Today, there is a flock of ‘cloud’ providers. Their services fall into three primary service models: Infrastructure as a Service (IaaS), Platform as a Service (PaaS), and Software as a Service (SaaS). Since we will be discussing infrastructure, we will focus on IaaS and PaaS. Leaders in this space include Google Cloud Platform, RedHat, Oracle Cloud, Pivotal Cloud Foundry, CenturyLink Cloud, Apprenda, IBM SmartCloud Enterprise, and Heroku, to mention just a few.

Finally, fast forward to June 2016, O’Reilly releases Infrastructure as Code
Managing Servers in the Cloud
, by Kief Morris, ThoughtWorks. This crucial work bridges many of the concepts first introduced in Humble and Farley’s Continuous Delivery, with the evolving processes and practices to support cloud computing.

cd_image_03

This post examines how to apply the principles found in the Continuous Delivery Maturity Model, an analysis tool detailed in Humble and Farley’s Continuous Delivery, and discussed herein, to the best practices found in Morris’ Infrastructure as Code.

Infrastructure as Code

Before we continue, we need a shared understanding of infrastructure as code. Below are four examples of infrastructure as code, as Wikipedia defined them, ‘machine-processable, declarative, definition files.’ The code was written using four popular tools, including HashiCorp Packer, Docker, AWS CloudFormation, and HashiCorp Terraform. Executing the code provisions virtualized cloud infrastructure.

HashiCorp Packer

Packer definition of an AWS EBS-backed AMI, based on Ubuntu.

{
  "variables": {
    "aws_access_key": "",
    "aws_secret_key": ""
  },
  "builders": [{
    "type": "amazon-ebs",
    "access_key": "{{user `aws_access_key`}}",
    "secret_key": "{{user `aws_secret_key`}}",
    "region": "us-east-1",
    "source_ami": "ami-fce3c696",
    "instance_type": "t2.micro",
    "ssh_username": "ubuntu",
    "ami_name": "packer-example {{timestamp}}"
  }]
}

Docker

Dockerfile, used to create a Docker image, and subsequently a Docker container, running MongoDB.

FROM ubuntu:16.04
MAINTAINER Docker
RUN apt-key adv --keyserver hkp://keyserver.ubuntu.com:80 --recv EA312927
RUN echo "deb http://repo.mongodb.org/apt/ubuntu" \
$(cat /etc/lsb-release | grep DISTRIB_CODENAME | cut -d= -f2)/mongodb-org/3.2 multiverse" | \
tee /etc/apt/sources.list.d/mongodb-org-3.2.list
RUN apt-get update && apt-get install -y mongodb-org
RUN mkdir -p /data/db
EXPOSE 27017
ENTRYPOINT ["/usr/bin/mongod"]

AWS CloudFormation

AWS CloudFormation declaration for three services enabled on a running instance.

services:
  sysvinit:
    nginx:
      enabled: "true"
      ensureRunning: "true"
      files:
        - "/etc/nginx/nginx.conf"
      sources:
        - "/var/www/html"
    php-fastcgi:
      enabled: "true"
      ensureRunning: "true"
      packages:
        yum:
          - "php"
          - "spawn-fcgi"
    sendmail:
      enabled: "false"
      ensureRunning: "false"

HashiCorp Terraform

Terraform definition of an AWS m1.small EC2 instance, running NGINX on Ubuntu.

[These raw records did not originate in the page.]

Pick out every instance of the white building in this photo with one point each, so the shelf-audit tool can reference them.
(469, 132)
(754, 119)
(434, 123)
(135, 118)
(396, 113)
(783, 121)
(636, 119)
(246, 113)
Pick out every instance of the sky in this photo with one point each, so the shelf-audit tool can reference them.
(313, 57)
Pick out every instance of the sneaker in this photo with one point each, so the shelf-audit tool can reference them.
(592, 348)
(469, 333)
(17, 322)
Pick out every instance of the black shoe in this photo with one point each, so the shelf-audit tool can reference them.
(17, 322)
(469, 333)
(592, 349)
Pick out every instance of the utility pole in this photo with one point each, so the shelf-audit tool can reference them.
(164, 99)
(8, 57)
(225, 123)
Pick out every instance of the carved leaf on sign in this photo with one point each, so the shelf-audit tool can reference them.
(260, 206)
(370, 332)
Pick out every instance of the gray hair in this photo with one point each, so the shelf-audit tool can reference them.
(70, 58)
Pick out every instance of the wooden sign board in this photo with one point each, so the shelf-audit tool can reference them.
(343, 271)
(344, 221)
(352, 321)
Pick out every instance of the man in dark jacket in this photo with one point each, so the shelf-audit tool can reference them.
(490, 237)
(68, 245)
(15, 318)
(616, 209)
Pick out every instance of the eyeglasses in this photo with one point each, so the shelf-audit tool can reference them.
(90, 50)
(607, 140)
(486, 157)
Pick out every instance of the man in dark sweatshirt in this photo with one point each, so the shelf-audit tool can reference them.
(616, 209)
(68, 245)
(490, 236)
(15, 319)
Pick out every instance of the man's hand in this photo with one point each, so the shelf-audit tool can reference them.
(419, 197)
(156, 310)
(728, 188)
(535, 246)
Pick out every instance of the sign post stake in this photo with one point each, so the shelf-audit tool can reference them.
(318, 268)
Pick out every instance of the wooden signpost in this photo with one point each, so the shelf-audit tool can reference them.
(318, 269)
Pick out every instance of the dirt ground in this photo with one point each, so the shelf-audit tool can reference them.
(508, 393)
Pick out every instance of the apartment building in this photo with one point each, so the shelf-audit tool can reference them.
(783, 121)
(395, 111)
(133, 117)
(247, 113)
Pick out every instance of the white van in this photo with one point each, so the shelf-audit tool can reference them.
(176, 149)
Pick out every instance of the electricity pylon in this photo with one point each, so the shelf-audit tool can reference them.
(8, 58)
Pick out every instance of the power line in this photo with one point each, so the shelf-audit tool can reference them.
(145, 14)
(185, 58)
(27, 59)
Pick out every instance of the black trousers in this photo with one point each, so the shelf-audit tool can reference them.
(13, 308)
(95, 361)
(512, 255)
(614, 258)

resource "aws_instance" "web" {
  connection { user = "ubuntu" }
instance_type = "m1.small"
Ami = "${lookup(var.aws_amis, var.aws_region)}"
Key_name = "${aws_key_pair.auth.id}"
vpc_security_group_ids = ["${aws_security_group.default.id}"]
Subnet_id = "${aws_subnet.default.id}"
provisioner "remote-exec" {
  inline = [
    "sudo apt-get -y update",
    "sudo apt-get -y install nginx",
    "sudo service nginx start",
  ]
 }
}

Cloud-based Infrastructure as a Service

The previous examples provide but the narrowest of views into the potential breadth of infrastructure as code. Leading cloud providers, such as Amazon and Microsoft, offer hundreds of unique offerings, most of which may be defined and manipulated through code — infrastructure as code.

cd_image_05

cd_image_04

What Infrastructure as Code?

The question many ask is, what types of infrastructure can be defined as code? Although vendors and cloud providers have their unique names and descriptions, most infrastructure is divided into a few broad categories:

  • Compute
  • Databases, Caching, and Messaging
  • Storage, Backup, and Content Delivery
  • Networking
  • Security and Identity
  • Monitoring, Logging, and Analytics
  • Management Tooling

Continuous Delivery Maturity Model

We also need a common understanding of the Continuous Delivery Maturity Model. According to Humble and Farley, the Continuous Delivery Maturity Model was distilled as a model that ‘helps to identify where an organization stands in terms of the maturity of its processes and practices and defines a progression that an organization can work through to improve.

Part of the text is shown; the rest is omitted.